Chique, não é mesmo! Mas mecônio não é chique não, e provavelmente eu aspirei o meu...
Bem, com ou sem mecônio nos pulmões, lá fiquei, cheia de esparadrapo, dias e dias, doida pra voltar ao meu mundinho barriga, ou pelo menos para meu novo mundinho mamãe.
Realmente é de uma solidão extrema esta espera pelo ser amado, por aquela que te alimenta e te dá vida. Uma relação materna assim tão distante deve pirar a cuca de um bebê.
Eureca! Taí a origem de toda minha paranóia. Minha melhor amiga também ficou na incubadora, não é extraordinário! Temos uma ligação fetal, que nos une diante desta experiência trauma. Por isso ela é tão insegura, e eu tão carente.

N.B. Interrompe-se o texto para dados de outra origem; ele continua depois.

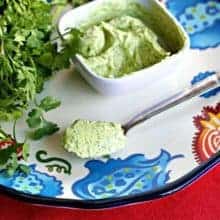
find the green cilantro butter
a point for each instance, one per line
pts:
(91, 139)
(120, 46)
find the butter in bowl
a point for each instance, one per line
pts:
(125, 45)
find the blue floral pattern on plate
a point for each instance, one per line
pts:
(35, 183)
(201, 20)
(202, 76)
(120, 177)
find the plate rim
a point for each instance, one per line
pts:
(99, 204)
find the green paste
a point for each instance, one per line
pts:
(91, 139)
(122, 37)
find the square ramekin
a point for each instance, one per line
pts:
(136, 80)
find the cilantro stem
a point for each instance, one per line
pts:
(2, 48)
(14, 130)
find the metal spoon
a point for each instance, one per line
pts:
(210, 82)
(94, 142)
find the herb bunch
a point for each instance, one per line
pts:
(26, 53)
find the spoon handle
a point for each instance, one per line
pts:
(210, 82)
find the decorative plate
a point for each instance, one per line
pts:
(163, 155)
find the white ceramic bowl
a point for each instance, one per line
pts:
(136, 80)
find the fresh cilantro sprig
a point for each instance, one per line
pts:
(40, 127)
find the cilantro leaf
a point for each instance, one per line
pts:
(47, 129)
(49, 103)
(34, 118)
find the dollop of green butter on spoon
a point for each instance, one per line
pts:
(92, 139)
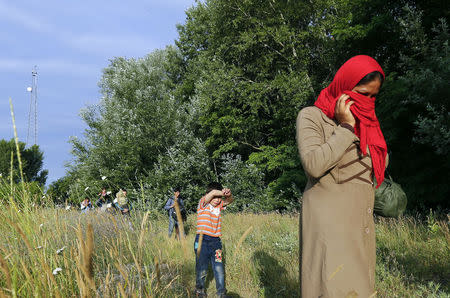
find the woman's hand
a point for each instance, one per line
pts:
(342, 111)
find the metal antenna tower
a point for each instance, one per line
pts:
(32, 113)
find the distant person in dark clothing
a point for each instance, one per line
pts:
(104, 199)
(170, 207)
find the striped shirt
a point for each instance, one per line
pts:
(209, 219)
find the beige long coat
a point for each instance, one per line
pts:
(337, 234)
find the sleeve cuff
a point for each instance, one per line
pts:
(348, 126)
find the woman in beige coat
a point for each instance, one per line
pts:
(341, 149)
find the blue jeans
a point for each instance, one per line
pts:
(172, 223)
(210, 253)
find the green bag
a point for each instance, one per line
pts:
(390, 199)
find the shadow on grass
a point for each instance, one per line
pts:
(425, 269)
(273, 277)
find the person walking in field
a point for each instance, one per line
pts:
(86, 205)
(208, 250)
(341, 148)
(170, 208)
(122, 202)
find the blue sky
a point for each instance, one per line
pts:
(70, 42)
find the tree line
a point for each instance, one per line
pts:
(221, 103)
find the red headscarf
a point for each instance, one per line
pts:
(367, 127)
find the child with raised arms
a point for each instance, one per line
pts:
(209, 249)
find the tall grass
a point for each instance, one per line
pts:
(46, 251)
(101, 254)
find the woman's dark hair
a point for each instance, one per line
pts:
(371, 77)
(214, 185)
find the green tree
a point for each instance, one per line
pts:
(414, 112)
(133, 123)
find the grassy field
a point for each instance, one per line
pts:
(104, 255)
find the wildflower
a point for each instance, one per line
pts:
(60, 250)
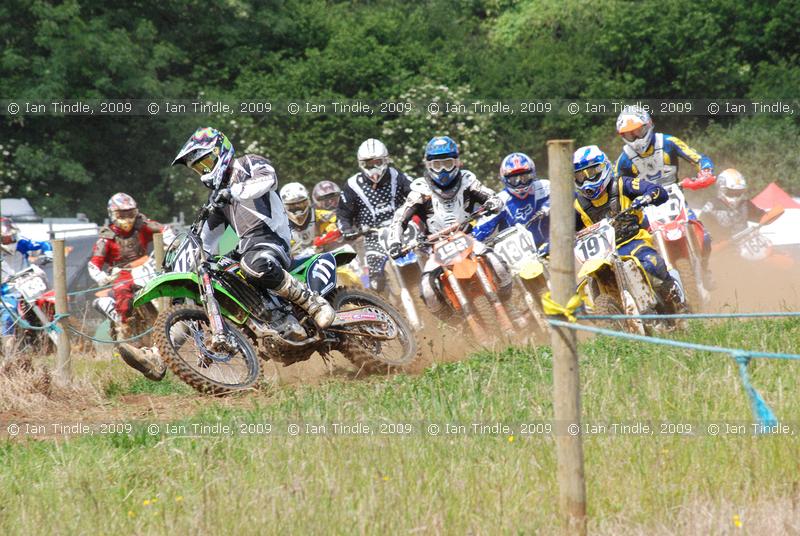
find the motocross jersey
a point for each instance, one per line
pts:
(318, 223)
(516, 210)
(437, 212)
(659, 164)
(733, 219)
(114, 247)
(255, 208)
(16, 257)
(617, 197)
(366, 204)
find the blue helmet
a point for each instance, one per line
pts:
(592, 171)
(442, 164)
(518, 173)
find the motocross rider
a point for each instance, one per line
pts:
(246, 197)
(124, 240)
(526, 200)
(326, 195)
(305, 221)
(602, 194)
(447, 196)
(15, 257)
(731, 209)
(369, 199)
(654, 157)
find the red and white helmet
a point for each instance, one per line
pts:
(731, 187)
(122, 211)
(10, 231)
(635, 126)
(373, 159)
(326, 195)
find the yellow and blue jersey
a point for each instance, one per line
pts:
(659, 163)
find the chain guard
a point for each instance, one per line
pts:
(380, 326)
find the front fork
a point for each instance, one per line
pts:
(466, 306)
(406, 299)
(488, 289)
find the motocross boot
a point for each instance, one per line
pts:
(312, 303)
(708, 278)
(145, 360)
(8, 345)
(672, 295)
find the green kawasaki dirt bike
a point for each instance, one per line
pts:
(219, 324)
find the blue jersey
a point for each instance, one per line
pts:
(659, 163)
(16, 257)
(518, 210)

Nascer é uma aventura! Depois disso tudo, podem me mandar pra qualquer outro mundo que eu encaro com a maior experiência!
Eu sei que vou nascer de novo, e sei que não vou poder escolher como, onde, nem quando. Na hora da morte, estarei aqui no meu mundinho vida, esperando outra incubadora neomortal. Talvez eu me enrole no meu belo colar de sementes, mas quem sabe tudo seja diferente.
Afinal, a esperança é sempre a última que morre, e assim parto, como quem nasceu de parto.